The former UNLV star who later guided New Mexico State to the NCAA tournament was introduced to an enthusiastic crowd in the 1,600-seat Matadome, where he promised the Matadors will play an up-tempo style with full-court pressure defense as "the hardest-playing team in the conference."
Theus succeeds Bobby Braswell, who was fired March 17 after 17 years that included three 20-win seasons, two NCAA tournament appearances and a 251-258 record at the Big West school.
Theus had been coaching the Los Angeles D-Fenders of the NBA's D-League since October 2011. He landed there not long after two losing seasons as coach of the NBA's Sacramento Kings. But he never stopped trying to get another college head coaching job.
"It's what I wanted," he said. "Being in California is even better for me. My heart is in college basketball."
The 55-year-old coach is from nearby Inglewood, the same hometown as Boston Celtics star Paul Pierce and retired WNBA star Lisa Leslie.
Theus and new athletic director Brandon Martin held up a red Northridge jersey with the coach's name on the back.

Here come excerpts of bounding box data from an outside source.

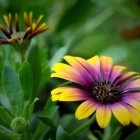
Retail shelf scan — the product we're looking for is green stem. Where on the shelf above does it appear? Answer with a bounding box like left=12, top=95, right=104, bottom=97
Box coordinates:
left=70, top=115, right=95, bottom=137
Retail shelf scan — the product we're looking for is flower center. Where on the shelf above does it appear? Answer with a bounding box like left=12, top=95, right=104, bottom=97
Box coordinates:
left=92, top=82, right=121, bottom=103
left=11, top=32, right=25, bottom=44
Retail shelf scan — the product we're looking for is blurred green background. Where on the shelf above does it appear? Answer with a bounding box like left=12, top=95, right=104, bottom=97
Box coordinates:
left=0, top=0, right=140, bottom=139
left=0, top=0, right=140, bottom=71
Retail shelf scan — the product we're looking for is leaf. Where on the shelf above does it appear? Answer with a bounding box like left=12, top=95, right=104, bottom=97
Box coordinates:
left=50, top=41, right=71, bottom=67
left=56, top=125, right=70, bottom=140
left=0, top=106, right=13, bottom=126
left=2, top=66, right=23, bottom=111
left=23, top=98, right=39, bottom=121
left=39, top=65, right=51, bottom=89
left=27, top=44, right=41, bottom=100
left=44, top=97, right=58, bottom=118
left=37, top=115, right=56, bottom=129
left=0, top=125, right=20, bottom=140
left=124, top=128, right=140, bottom=140
left=18, top=61, right=33, bottom=99
left=28, top=98, right=39, bottom=119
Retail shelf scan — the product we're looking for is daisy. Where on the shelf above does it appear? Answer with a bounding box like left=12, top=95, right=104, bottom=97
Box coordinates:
left=51, top=56, right=140, bottom=128
left=0, top=12, right=48, bottom=51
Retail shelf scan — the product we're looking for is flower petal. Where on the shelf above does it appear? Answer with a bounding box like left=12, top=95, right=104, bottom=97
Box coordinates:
left=129, top=107, right=140, bottom=126
left=87, top=55, right=101, bottom=81
left=110, top=103, right=131, bottom=125
left=100, top=56, right=113, bottom=81
left=64, top=56, right=94, bottom=84
left=109, top=65, right=126, bottom=82
left=51, top=63, right=90, bottom=86
left=115, top=72, right=137, bottom=84
left=121, top=76, right=140, bottom=90
left=51, top=87, right=90, bottom=101
left=75, top=100, right=96, bottom=120
left=96, top=105, right=111, bottom=128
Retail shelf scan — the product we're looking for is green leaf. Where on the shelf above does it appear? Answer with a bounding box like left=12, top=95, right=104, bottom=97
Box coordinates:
left=3, top=66, right=23, bottom=111
left=0, top=125, right=20, bottom=140
left=23, top=98, right=39, bottom=121
left=0, top=106, right=13, bottom=126
left=27, top=44, right=41, bottom=100
left=124, top=128, right=140, bottom=140
left=18, top=61, right=33, bottom=99
left=39, top=65, right=51, bottom=89
left=44, top=97, right=58, bottom=118
left=56, top=125, right=70, bottom=140
left=37, top=115, right=56, bottom=129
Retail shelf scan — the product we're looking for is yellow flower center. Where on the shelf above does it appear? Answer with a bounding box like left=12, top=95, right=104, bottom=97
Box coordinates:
left=10, top=32, right=25, bottom=44
left=92, top=82, right=121, bottom=103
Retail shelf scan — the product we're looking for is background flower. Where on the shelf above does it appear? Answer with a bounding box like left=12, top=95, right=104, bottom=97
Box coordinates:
left=0, top=12, right=48, bottom=51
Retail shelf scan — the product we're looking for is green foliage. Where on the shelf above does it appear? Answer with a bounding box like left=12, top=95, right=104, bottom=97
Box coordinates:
left=3, top=66, right=23, bottom=112
left=0, top=0, right=140, bottom=140
left=19, top=61, right=33, bottom=99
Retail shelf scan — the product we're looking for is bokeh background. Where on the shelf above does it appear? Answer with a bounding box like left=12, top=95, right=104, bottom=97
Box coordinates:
left=0, top=0, right=140, bottom=139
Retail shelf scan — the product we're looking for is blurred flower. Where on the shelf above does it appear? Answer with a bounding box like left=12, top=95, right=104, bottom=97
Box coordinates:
left=51, top=56, right=140, bottom=128
left=0, top=12, right=48, bottom=51
left=122, top=27, right=140, bottom=40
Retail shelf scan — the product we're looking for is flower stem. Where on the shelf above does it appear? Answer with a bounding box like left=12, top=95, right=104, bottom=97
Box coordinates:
left=70, top=115, right=95, bottom=137
left=20, top=52, right=25, bottom=63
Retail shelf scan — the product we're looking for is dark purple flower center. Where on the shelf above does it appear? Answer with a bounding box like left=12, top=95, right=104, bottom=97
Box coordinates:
left=92, top=82, right=121, bottom=103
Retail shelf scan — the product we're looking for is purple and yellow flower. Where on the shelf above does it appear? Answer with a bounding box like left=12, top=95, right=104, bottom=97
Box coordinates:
left=0, top=12, right=48, bottom=51
left=51, top=56, right=140, bottom=128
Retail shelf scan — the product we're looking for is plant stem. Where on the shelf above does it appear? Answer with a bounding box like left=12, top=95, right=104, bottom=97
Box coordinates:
left=70, top=115, right=95, bottom=137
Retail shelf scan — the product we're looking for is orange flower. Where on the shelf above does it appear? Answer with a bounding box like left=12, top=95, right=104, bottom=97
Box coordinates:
left=0, top=12, right=48, bottom=51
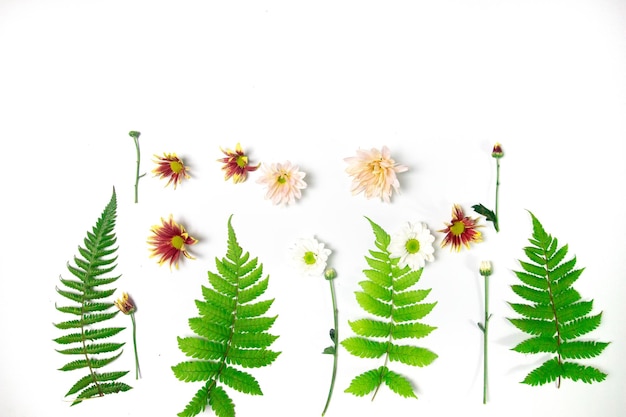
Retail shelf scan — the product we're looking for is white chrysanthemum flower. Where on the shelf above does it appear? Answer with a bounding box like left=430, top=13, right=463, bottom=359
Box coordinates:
left=387, top=222, right=435, bottom=269
left=291, top=237, right=332, bottom=276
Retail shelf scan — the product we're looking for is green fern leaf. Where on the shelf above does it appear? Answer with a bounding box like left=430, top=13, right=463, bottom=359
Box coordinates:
left=341, top=337, right=389, bottom=358
left=392, top=269, right=422, bottom=295
left=561, top=313, right=602, bottom=340
left=65, top=371, right=128, bottom=397
left=345, top=366, right=380, bottom=397
left=522, top=358, right=563, bottom=386
left=172, top=216, right=280, bottom=417
left=393, top=290, right=430, bottom=307
left=57, top=343, right=124, bottom=355
left=391, top=302, right=437, bottom=323
left=72, top=382, right=132, bottom=405
left=177, top=385, right=210, bottom=417
left=389, top=344, right=437, bottom=366
left=178, top=337, right=226, bottom=360
left=363, top=268, right=393, bottom=288
left=172, top=361, right=221, bottom=382
left=391, top=322, right=436, bottom=339
left=209, top=386, right=235, bottom=417
left=560, top=340, right=609, bottom=359
left=383, top=371, right=417, bottom=398
left=341, top=217, right=437, bottom=399
left=359, top=281, right=391, bottom=303
left=509, top=319, right=556, bottom=337
left=509, top=303, right=554, bottom=320
left=348, top=319, right=391, bottom=337
left=355, top=292, right=393, bottom=317
left=563, top=362, right=607, bottom=384
left=509, top=213, right=608, bottom=387
left=54, top=190, right=131, bottom=405
left=219, top=366, right=263, bottom=395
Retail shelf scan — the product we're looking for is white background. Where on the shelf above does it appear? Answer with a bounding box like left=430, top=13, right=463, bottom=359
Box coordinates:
left=0, top=0, right=626, bottom=417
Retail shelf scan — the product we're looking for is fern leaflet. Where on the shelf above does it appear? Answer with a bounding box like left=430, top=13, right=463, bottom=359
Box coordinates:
left=54, top=190, right=131, bottom=405
left=509, top=213, right=608, bottom=387
left=172, top=216, right=280, bottom=417
left=341, top=217, right=437, bottom=400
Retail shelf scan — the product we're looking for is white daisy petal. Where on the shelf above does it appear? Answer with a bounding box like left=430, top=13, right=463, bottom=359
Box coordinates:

"It looks like 1980 I could probably wear this," said Theus, who led UNLV to its first Final Four in 1977.
Theus' rough ride in Sacramento that ended with his firing early in the 2008-09 season proved costly in quickly landing another head coaching job. The Kings won 38 games in his first season and just 17 in his second. The beleaguered franchise hasn't come close to winning 38 games since he was there.

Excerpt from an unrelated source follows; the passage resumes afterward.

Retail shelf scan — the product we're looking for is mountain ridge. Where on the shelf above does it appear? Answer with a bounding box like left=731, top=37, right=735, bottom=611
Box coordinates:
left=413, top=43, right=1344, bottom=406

Theus said there's no bad feelings between himself and the Maloof family that owns the Kings, adding that they talked a couple of weeks ago when he was pursuing the Northridge job.
"You can do a good job in the NBA and still get fired," he said. "It did set me back. It's taken me four years to get back. I've come in second to some pretty high-level jobs."
Theus takes over at the same time as Steve Alford and Andy Enfield, who got the coaching jobs at UCLA and Southern California, respectively, shortly before he was hired. With Los Angeles roots stretching back to his days at Inglewood High, Theus figures he's in a good position to recruit in a region loaded with basketball talent.
"It's going to be a war when it comes to recruiting," he said. "There's probably not one (local) basketball coach I don't know."
Unlike Alford, whose 18-year-old son will be playing for him in Westwood, Theus won't have his only son on the Northridge roster. Reggie Jr., an 18-year-old who played at Fairfax High in Los Angeles, has already committed to another school.
During Braswell's tenure, Northridge upset UCLA at Pauley Pavilion, giving the school its first-ever win over a nationally ranked team.
"I'm sure we'll play a couple of high-caliber teams," Theus said about future schedules.
Theus takes over a program that went 14-17 this season. The Matadors won their first seven games and then lost six of their final seven. They finished ninth among 10 teams in the Big West with a 5-13 record, and failed to make the conference tournament.
"It's all about changing the culture here," he said. "There's a little bit of a third-wheel attitude here and that's got to stop yesterday."
His goal for the program is to compete for Big West titles and "eventually run deep in the NCAAs."
Theus' hiring is the first big one for Martin, who began his new job as athletic director earlier this month.
"In all my conversations with Reggie, I knew he was special," Martin said. "I wanted someone who wanted our job. We want to compete with some of the high-level major schools people talk about all the time."
Martin talked to coach Rick Pitino of newly crowned national champion Louisville in vetting Theus, who was an assistant under Pitino from 2003-05.
"He talked about Reggie's ability to recruit and his connection to student-athletes and his hunger to be the best coach in the country," said Martin, citing Theus' integrity, understanding of NCAA rules and compliance and his work ethic among his other strengths.
"There was a big buzz in Atlanta at the Final Four about our hire," university President Dianne Harrison said.